De hecho, algunos modelos de nanogotas tienen un pedestal especial para medir la DO600 del crecimiento microbiano. Debería haber mencionado eso en mi breve introducción a la pregunta. Mi problema principal es que, tan pronto como les mencioné a mis compañeros que usaría nanodrop con otras muestras biológicas, se rebelaron y dijeron que 'una nanogota debe usarse solo para estándares de ADN/ARN/proteínas'. Me preguntaba por qué sonaban tan dogmáticos al respecto y cómo recibirían los lectores si lo empleara de otra manera.
Tal vez algunas personas miden su muestra y la recuperan después y usted está contaminando el sistema. ¿Podrían estar preocupados de que su muestra se contamine?
Tal vez. Nanodrop es naturalmente inestable, y la gente puede culpar a cualquier cosa por un resultado extraño. Pero si las muestras son solubles en solventes compatibles, no veo el punto lógico, y realmente declararon que creen que está diseñado únicamente para el análisis de nucleótidos (que no es lo que dice en el manual).

Después de completar mis pruebas, he decidido regresar para responder mi propia pregunta.

Una máquina Nanodrop ha cumplido mi propósito de manera bastante eficiente, por lo que puedo juzgar. Lo he usado para evaluar el grado de pureza de un extracto de alcaloide natural de insectos, usando análogos de alcaloides sintéticos como controles. Consulte nuestro artículo publicado sobre el método aquí , junto con los datos sin procesar .

No hemos notado alteraciones ni contaminaciones cruzadas en las muestras de ADN/ARN de los colegas que se ejecutan en paralelo, destacando el hecho de que limpié adecuadamente el equipo entre usos.
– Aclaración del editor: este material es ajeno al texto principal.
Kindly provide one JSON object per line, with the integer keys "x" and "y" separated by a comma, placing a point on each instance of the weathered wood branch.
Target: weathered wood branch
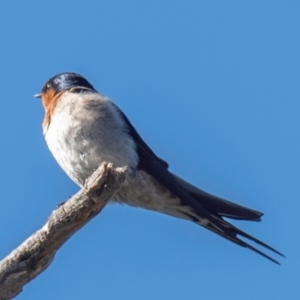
{"x": 35, "y": 254}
Por lo tanto, sí: recomiendo usar Nanodrop como un método económico y rápido para escanear muestras biológicas, siempre que los productos químicos y los solventes utilizados en la limpieza del pedestal sean compatibles con el manual.

¡Espero que esta discusión ayude a otros a atreverse!

@WYSIWYG Creo que hicimos lo que describes, ¿no? ¿Sobre el uso de compuestos sintéticos como estándares y hacer un escaneo de longitud de onda?
Perdón. No lo vi. Además, si usa el modo "UV-Vis" (yo tengo nanodrop 1000), puede elegir dos longitudes de onda (en otros ensayos, las longitudes de onda son fijas). Supongo que usaste eso.